Musical automaton – Little Girl Playing with Polichinelle, Léopold Lambert, about 1890
Gift of Mrs. H. Beard, M9126.96.36.199-3 © McCord Museum
This doll was made by the well-known Parisian automaton doll maker, Léopold Lambert, who opened shop in 1886. Beautifully dressed in a made-to-measure outfit with matching hat, she stands on a platform that holds the gears controlling her movement. In the past, turning the key on the side of the box activated a pantomime, during which she shook a marionette dangling from her left hand, while glancing at a pocket watch held in her right.
The mechanism no longer worked, so we decided to consult a master clockmaker to determine if it was repairable. His verdict was that it might very well be, but that this could only be confirmed with more information about the parts of the mechanism hidden inside the doll. We then had the doll x-rayed to trace the path of the rods, springs and levers lodged in its interior.
The x-ray revealed that a large spring attaching the shoulder mechanism to the back was broken, but apart from that, everything else was seemingly intact. Armed with this information, we decided it was worthwhile to remove the back of the doll and examine the interior. What we found was a mechanism so corroded and worn that it was beyond repair: new pieces would have to be made to allow it to function again.
Such a treatment would impose substantial material changes to the object, with the loss of important historic information, and the complete dismantling of the doll would present unacceptable risks to the integrity of its other components. We decided against going forward. Although the doll will unfortunately never work again, its movements can be ascertained by examining the shape of the cams inside the platform, and how they attach to the different parts of the doll.

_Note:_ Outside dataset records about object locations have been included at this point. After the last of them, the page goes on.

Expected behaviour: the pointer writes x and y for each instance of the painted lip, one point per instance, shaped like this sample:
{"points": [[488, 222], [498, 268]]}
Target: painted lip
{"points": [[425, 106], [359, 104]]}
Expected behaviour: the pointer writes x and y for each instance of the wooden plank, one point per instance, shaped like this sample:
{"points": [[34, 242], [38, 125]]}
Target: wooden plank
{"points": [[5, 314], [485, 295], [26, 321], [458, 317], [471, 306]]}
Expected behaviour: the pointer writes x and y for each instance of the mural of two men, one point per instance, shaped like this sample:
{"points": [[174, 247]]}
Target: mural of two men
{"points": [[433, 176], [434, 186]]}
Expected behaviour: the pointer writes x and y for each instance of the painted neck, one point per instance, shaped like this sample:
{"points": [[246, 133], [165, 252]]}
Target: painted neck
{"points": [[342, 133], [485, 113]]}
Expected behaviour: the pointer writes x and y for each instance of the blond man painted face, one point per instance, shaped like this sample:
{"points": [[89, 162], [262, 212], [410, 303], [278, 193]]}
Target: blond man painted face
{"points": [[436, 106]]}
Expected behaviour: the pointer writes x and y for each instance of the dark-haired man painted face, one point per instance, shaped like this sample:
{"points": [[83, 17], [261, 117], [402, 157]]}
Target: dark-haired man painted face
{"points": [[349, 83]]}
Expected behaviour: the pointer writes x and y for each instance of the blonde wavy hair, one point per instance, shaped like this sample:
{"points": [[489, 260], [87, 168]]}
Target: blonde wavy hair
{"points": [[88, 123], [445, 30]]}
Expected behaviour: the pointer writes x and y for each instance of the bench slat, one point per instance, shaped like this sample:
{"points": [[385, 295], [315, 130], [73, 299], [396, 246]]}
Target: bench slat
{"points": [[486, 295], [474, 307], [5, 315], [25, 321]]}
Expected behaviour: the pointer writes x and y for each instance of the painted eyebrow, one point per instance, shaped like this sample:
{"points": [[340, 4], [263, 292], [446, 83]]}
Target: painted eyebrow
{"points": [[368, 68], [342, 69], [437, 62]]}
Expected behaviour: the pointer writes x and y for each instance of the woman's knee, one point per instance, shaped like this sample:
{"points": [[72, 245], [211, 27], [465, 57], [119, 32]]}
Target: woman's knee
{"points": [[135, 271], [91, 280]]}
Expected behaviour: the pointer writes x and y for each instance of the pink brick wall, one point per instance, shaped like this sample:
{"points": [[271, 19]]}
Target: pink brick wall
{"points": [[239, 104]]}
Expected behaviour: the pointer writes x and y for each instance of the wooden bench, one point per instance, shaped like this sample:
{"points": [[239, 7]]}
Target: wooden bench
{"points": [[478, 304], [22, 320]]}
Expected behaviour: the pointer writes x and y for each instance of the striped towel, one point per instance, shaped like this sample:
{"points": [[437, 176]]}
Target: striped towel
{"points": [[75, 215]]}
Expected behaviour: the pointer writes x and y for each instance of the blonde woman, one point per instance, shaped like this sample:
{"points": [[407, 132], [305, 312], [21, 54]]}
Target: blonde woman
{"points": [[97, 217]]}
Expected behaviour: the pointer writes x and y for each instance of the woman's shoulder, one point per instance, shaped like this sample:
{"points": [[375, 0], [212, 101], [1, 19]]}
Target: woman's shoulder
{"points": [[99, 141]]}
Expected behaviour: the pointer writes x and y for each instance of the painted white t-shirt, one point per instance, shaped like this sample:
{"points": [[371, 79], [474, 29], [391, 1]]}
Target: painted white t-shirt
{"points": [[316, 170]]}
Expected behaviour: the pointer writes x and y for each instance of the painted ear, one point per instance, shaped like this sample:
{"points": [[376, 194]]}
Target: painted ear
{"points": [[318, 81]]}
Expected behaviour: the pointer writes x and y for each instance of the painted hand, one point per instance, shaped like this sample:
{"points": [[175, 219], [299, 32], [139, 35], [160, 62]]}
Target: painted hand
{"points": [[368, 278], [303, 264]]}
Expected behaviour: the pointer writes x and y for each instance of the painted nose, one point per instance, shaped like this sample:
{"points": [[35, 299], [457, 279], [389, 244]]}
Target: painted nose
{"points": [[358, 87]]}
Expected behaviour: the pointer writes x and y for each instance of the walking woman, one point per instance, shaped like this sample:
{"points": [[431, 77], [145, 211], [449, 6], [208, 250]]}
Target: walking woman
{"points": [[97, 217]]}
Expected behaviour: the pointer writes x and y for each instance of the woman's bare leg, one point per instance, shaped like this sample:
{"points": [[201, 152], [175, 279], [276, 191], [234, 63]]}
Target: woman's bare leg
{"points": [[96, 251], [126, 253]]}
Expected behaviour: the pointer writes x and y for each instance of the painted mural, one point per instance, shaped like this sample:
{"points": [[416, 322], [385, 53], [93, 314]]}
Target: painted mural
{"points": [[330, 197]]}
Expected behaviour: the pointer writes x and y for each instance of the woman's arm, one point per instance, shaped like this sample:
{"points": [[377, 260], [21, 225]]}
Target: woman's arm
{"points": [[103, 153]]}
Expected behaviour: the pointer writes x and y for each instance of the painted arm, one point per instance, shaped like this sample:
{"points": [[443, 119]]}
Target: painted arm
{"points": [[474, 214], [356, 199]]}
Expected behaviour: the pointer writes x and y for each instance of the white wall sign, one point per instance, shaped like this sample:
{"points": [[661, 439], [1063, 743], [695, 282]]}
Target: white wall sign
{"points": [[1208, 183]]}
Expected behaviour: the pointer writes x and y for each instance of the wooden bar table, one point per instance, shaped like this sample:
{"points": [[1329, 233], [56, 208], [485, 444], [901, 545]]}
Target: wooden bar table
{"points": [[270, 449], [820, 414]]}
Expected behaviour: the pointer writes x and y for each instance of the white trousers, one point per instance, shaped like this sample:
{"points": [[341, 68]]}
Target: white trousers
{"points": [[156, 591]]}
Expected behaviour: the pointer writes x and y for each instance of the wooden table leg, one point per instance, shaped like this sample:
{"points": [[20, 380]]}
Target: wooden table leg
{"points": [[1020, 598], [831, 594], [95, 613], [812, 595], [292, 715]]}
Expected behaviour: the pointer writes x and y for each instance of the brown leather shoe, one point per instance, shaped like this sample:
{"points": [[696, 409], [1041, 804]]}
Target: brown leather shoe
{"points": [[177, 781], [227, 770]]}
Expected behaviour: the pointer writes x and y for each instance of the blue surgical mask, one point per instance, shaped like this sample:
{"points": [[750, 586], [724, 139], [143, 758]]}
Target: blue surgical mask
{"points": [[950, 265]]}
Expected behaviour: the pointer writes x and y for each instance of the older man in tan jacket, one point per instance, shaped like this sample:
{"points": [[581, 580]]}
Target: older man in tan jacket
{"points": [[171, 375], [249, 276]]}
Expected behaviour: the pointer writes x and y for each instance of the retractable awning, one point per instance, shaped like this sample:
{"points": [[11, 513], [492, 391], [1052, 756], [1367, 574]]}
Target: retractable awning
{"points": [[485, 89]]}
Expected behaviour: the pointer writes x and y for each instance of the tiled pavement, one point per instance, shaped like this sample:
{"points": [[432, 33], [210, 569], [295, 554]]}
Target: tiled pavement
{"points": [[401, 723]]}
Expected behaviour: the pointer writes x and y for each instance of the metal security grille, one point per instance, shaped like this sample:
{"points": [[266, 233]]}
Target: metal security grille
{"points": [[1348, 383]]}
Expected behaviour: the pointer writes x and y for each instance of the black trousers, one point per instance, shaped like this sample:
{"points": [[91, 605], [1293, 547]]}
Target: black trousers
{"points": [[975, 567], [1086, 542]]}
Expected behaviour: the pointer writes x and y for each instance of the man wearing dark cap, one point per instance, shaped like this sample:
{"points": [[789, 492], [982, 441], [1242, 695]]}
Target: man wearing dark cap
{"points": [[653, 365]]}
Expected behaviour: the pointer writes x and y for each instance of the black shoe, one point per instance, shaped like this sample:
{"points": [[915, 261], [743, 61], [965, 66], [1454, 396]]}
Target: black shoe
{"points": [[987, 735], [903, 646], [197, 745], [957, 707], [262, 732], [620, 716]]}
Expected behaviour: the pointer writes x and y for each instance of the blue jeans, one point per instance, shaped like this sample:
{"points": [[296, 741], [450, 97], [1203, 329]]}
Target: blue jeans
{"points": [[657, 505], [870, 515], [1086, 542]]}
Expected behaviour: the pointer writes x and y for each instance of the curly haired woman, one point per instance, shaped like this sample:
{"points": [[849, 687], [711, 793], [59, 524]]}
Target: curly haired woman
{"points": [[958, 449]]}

Treatment ensued with cleaning and stabilizing the numerous splits in the brocade, satin and lace fabrics. The doll’s hair was restyled to more accurately resemble historic catalogue illustrations from the Lambert workshop. The miniature at the back of the pocket watch, which was covered with mould, was disassembled and cleaned, and missing tassels on the red velvet cover over the platform were replaced.
Our examination revealed that the doll had been altered in the past—the eyes and the lace on the dress and hat were not original—but these replacements were left as part of its history. The treated automaton doll can now be enjoyed by all in the exhibition, The Topsy-Turvy Storyland!